The synergy that the Basque have created between their indigenous grapes and local food culture — seafood, of course — is unparalleled. Txakoli is the ultimate in refreshing wines. Made from the Hondarrabi Zuri grape, it is crackling dry, with slight effervescence, light citrus and grassy notes, with a bright, mineraly finish. A hint of saltiness makes this the ideal pairing for oysters. Hiruzta Txakoli ($19.99) is probably my favorite white in the store, and this vintage is spectacular.

The Albariño grape is vinified in a wide variety of styles. Always dry, and with varying citrus notes, it can, for example, have lots of body, with earthy flavors; or, it might be quite floral with a light body. Pulpo is very much on the lean, dry end of the Albariño spectrum; it is mineral driven and quite crisp, with the slightest hint of a tingle on the tongue. Pagos del Rey “Pulpo” Albariño ($13.99) is similar to the Txakoli. This is a popular, inexpensive choice.


Chris Gazzara: Charles River Wine Co.

I highly recommend Anselmo Mendes Contacto Alvarinho for oysters ($10-15). It sees just three days of skin contact, but that’s enough to add some structure and interest to the classic salty citrus character of Alvarinho. 

(Monte adds, “Alvarinho” is the Portugese spelling of the same grape, Albariño)

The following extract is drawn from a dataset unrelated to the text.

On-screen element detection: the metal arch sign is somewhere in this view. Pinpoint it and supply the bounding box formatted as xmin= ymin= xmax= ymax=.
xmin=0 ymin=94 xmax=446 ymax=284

I could never pick just one spot for oysters but growing up a Cape Codder, no other oysters have ever dethroned Wellfleets for me. Never too plump, always briny, a classic. Usually classic raw is my preference for oysters but one night at the Lobster Pot in Ptown my partner and I kept hearing the maitre d tell every table he sat to try their famous oysters Rockefeller. By the end of the meal we were sold and had to try it. Best dessert I’ve ever had.


Rob Swan: Ruby Wines Inc.

Oysters in general are pretty clean tasting, a little briny. So, it’s really about what you add. Mignonette or Tabasco. Anything with acidity and minerality works great. Sancerre or muscadet are classic pairings.

Domaine Fournier Sancerre is awesome! ($35-50) Citrus, lemon curd. There really is a nice richness here that reminds me of sitting in a field of green grass and flowers by a meandering river on a warm summer’s day.



Chef Michaelangelo Wescott:  Wine Witch Northampton & Gypsy Apple Shelburne Falls.

Oysters and wine are the “tall tale” of a great summer-great confessions start with, ‘I was having oysters and wine with a friend…’ For me, anything sparkling goes well with oysters. But if I had to pick something off of my list it would be Rezabal Txakoli from Spain.


Wescott’s Wine Witch has just announced that they will be shucking-to-order Tuesdays. And with Amherst Oyster Bar opening this Fall, landlocked Western Mass has no shortage of oyster options. Especially when Scott Shucks at places like Glendale Ridge Vineyard in Southampton, as he did earlier this month and as he will again in September.  


What does Scott Soares think of oysters and wine? “I’ve not met a wine that I didn’t like with oysters, though I’m partial to the ‘live’ wines like Glendale’s Pet Nat and Pet Nat Rose. Something about bubbles and oysters that makes any opportunity to combine the two a celebration of the sea and the land.” 


Merroir and terroir — a marriage made in heaven. Hopefully my marriage can survive at least another 20 years worth of oyster shellfishness and bad puns.